Kinderwunsch trotz Krebs: Mediziner fordern Kostenübernahme
Österreichische Reproduktionsmediziner fordern, dass die Krankenkassen bei Krebspatienten die Kosten für eine Kinderwunschbehandlung übernehmen. In einem Brief an das Gesundheitsministerium brachten Bettina Toth, Direktorin der Gynäkologischen Endokrinologie und Reproduktionsmedizin an der Uni-Klinik Innsbruck und ihr Kollege der Meduni Wien, Christian Egarter, ihr Anliegen vor.
"An den Kosten gescheitert"
"Ich habe schon mehrfach erlebt, dass es an den Kosten gescheitert ist und habe das immer sehr bedrückend und furchtbar empfunden", erklärte Toth im APA-Interview. Wenn eine Frau oder ein Mann in jungen Jahren an Krebs erkranke, müssen sich die Patienten die Behandlung selbst bezahlen. Im Fall der Frau gehe es hier vor allem um das Entnehmen und Einfrieren von Eizellen oder Eierstockgewebe, wobei bei der Eizellen-Variante vorher noch eine Hormonbehandlung durchgeführt werden müsse. Bei Männern sei die Situation wesentlich einfacher, da man die Spermien lediglich einfrieren und lagern müsse.

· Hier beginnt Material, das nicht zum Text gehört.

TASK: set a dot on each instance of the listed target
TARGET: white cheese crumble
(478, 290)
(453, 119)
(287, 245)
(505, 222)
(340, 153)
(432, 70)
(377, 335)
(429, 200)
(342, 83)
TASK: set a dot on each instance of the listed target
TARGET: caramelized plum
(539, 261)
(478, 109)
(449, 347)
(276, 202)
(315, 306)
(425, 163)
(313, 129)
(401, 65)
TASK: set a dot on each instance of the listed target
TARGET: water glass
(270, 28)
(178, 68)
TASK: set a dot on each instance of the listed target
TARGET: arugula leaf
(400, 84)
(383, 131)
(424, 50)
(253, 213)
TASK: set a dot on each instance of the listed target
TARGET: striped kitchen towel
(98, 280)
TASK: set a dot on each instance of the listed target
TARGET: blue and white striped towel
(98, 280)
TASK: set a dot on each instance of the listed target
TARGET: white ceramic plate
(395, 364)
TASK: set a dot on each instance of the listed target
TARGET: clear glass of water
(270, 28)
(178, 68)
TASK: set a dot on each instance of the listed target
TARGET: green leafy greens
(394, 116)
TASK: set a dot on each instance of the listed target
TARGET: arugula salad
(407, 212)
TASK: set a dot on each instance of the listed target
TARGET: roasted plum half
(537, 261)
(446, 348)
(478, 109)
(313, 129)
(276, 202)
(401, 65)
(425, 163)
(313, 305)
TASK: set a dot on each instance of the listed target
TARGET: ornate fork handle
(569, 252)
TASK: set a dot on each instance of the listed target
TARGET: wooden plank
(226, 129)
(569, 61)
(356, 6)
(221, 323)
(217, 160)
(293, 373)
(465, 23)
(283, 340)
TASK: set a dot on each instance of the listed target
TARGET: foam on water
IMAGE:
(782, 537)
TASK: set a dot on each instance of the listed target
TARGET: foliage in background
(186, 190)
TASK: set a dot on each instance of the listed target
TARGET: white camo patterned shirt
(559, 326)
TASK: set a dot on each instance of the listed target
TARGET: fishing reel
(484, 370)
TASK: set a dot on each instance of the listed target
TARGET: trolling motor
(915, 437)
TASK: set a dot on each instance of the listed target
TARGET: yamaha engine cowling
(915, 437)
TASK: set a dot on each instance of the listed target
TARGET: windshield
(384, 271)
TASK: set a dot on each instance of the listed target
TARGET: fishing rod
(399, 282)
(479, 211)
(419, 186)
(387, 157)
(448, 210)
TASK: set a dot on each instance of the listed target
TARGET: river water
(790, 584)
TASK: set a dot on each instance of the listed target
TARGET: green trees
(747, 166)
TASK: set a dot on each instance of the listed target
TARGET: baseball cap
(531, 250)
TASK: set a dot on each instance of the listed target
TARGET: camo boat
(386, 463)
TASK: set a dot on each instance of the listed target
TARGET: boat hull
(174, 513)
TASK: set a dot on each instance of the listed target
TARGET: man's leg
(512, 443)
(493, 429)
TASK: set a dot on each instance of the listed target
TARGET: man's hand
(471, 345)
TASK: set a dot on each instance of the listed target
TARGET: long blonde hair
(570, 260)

Die Behandlung bei Frauen koste bis zu 5.000 Euro, je nachdem welche Methode vonnöten sei. Zudem kommen pro Jahr 300 bis 500 Euro für die Lagerung. Weil diese Situation in Österreich "nicht Millionen von Frauen betrifft", sondern in etwa 60 Patientinnen jährlich, schätzt Toth, dass es die Krankenkassen "grob geschätzt 300.000 bis 500.000 Euro" im Jahr kosten würde. In Deutschland sei es bereits gelungen, ein dementsprechendes Gesetz zu verabschieden. Österreich und die Schweiz versuchen sich jetzt an diesem "Kraftakt", sagte die Medizinerin. Reproduktionsmediziner der Universitätskliniken in Linz, Salzburg und Graz schlossen sich laut Toth der Forderung an.
"Auch über das Weiterleben nachdenken"
Der Zeitpunkt sei jetzt richtig, denn mittlerweile habe sich auch unter Onkologen die Bereitschaft entwickelt, "nicht nur über den Tumor nachzudenken, sondern auch über das Weiterleben". Eine interdisziplinäre Arbeit sei daher unerlässlich, auch um Patienten über ihre Möglichkeiten zu informieren. Leider komme es aber viel zu oft vor, dass beispielsweise 30-Jährige nach einer Krebserkrankung in die Kinderwunschklinik kommen und es aber aufgrund der irreversiblen Schädigung der Keimzellen nicht mehr möglich sei, den Wunsch nach Nachwuchs zu verwirklichen, so die Medizinerin.
Das Prekäre für Patienten mit Krebsdiagnose und Kinderwunsch sei außerdem, dass man "vor der Chemo- oder Strahlentherapie nur einen Versuch hat. Und das wars". Für andere Patienten dagegen, bei denen eine andere medizinische Indikation vorliege, komme ein Fonds für insgesamt vier Versuche auf. Der sogenannte "IVF-Fonds", der zum größten Teil vom Ausgleichsfonds der Familienbeihilfen und den Krankenkassen finanziert wird, übernimmt bei bestimmten Diagnosen 70 Prozent der Behandlungskosten.
Krebs zählt hier aber nicht dazu. Dafür kommt der Fonds etwa bei verschlossenen oder funktionsunfähigen Eileitern, Endometriose oder polyzystischen Ovarien für die notwendigen Maßnahmen auf. Bei Männern kommt es beispielsweise auf die Spermienqualität an, wie die Entscheidung ausfällt. Hier sei der Spielraum etwas großzügiger als bei Frauen, gab Toth zu Bedenken. Zudem muss das Paar mit Kinderwunsch verheiratet, verpartnert oder in eheähnlicher Beziehung leben.
Dass der IVF-Fonds bei Krebspatienten ins Spiel kommt, hielt Toth aber nicht für die Lösung: "Da hat man immer noch eine Selbstbeteiligung" und plädierte daher für die Krankenkassen-Lösung. Der Brief an das Ministerium, der im Mai während der Regierungskrise versandt wurde, blieb bisher jedenfalls unbeantwortet. Deshalb haben sie und Egarter gemeinsam mit den anderen österreichischen Universitätskliniken einen neuen aufgesetzt, der kommende Woche ans Ministerium versandt wird, schloss Toth.